Mia madre. Il distacco

Il nostro parere

Mia madre (2015) ITA di Nanni Moretti

Un film dolente, il racconto della recisione definitiva dal cordone ombelicale, vissuto con tristezza, malinconia, rimpianto: ecco cos’è l’ultima opera di Nanni Moretti. L’aspetto autobiografico ritorna predominante nel suo cinema che rappresenta la triste dipartita della sua vera madre, Agata Apicella, anch’essa professoressa di latino e greco come il personaggio interpretato mirabilmente da Giulia Lazzarini.

Moretti, forse troppo segnato dal dolore ancora vivo nonostante gli anni passati (Agata è morta nel 2010), si mette da parte scegliendo per sé un ruolo secondario e inserendo al centro, sotto i riflettori, un alter ego femminile, Margherita Buy, regista di un film sulle lotte operaie che fa fatica a vedere la luce.
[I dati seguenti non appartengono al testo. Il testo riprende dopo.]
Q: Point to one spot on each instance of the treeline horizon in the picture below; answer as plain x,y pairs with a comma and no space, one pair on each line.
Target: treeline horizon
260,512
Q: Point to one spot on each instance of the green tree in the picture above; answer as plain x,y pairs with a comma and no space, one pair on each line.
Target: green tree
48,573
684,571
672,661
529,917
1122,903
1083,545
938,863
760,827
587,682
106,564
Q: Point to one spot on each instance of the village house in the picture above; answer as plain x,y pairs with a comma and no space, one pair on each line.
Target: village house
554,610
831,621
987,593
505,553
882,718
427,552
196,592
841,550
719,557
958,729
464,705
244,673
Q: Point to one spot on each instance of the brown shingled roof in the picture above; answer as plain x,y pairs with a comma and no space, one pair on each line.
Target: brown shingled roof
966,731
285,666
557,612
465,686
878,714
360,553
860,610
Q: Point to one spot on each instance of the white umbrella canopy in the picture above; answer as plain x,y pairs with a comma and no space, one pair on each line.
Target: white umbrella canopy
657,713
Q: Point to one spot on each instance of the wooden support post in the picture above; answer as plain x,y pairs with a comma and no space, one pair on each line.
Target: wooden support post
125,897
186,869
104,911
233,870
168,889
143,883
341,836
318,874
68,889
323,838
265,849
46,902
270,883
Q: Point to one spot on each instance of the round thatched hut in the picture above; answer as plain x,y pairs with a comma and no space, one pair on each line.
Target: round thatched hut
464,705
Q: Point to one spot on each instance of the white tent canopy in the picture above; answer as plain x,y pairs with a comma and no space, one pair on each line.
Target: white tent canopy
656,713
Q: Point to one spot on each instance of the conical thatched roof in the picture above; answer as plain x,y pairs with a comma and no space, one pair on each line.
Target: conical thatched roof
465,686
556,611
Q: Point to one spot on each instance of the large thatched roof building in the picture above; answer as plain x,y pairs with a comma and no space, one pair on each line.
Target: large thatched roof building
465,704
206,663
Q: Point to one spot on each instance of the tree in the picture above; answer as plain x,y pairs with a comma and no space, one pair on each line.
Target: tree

Lei ed il fratello (Moretti appunto) devono affrontare la triste necessità dell’accompagnamento della madre verso la morte, in un progressivo spegnersi che alterna momentanee illusioni ad altrettanti feroci dolori. La difficile accettazione della gracilità del grembo materno mette in discussione ogni cosa, getta una luce retrospettiva sulla vita della regista che, impreparata alla morte, avverte la propria caducità e si chiede il senso dell’esistenza, discute sull’ordine dei propri valori, sul significato che ognuno di noi deve dare alla propria vita.

Questo tipo di dolore, così facilmente comprensibile per il mondo intero, è il momento focale di quest’opera matura e non autoreferenziale, interpretata benissimo da Giulia Lazzarini, davvero commovente, e da un cast variegato ed importante. Anche la recitazione enfatica di John Turturro trova una sua ragionevole spiegazione nella parte finale che dà conto della sua fastidiosa ed eccentrica presenza. Non si può non ricordare il suo Jesus del Grande Lebowski quando si mette a ballare il giorno della fine delle riprese.

Votato dai Cahiers du cinema come il miglior film dell’anno, Moretti si congeda dalla propria genitrice con una lettera d’amore lunga 106 minuti.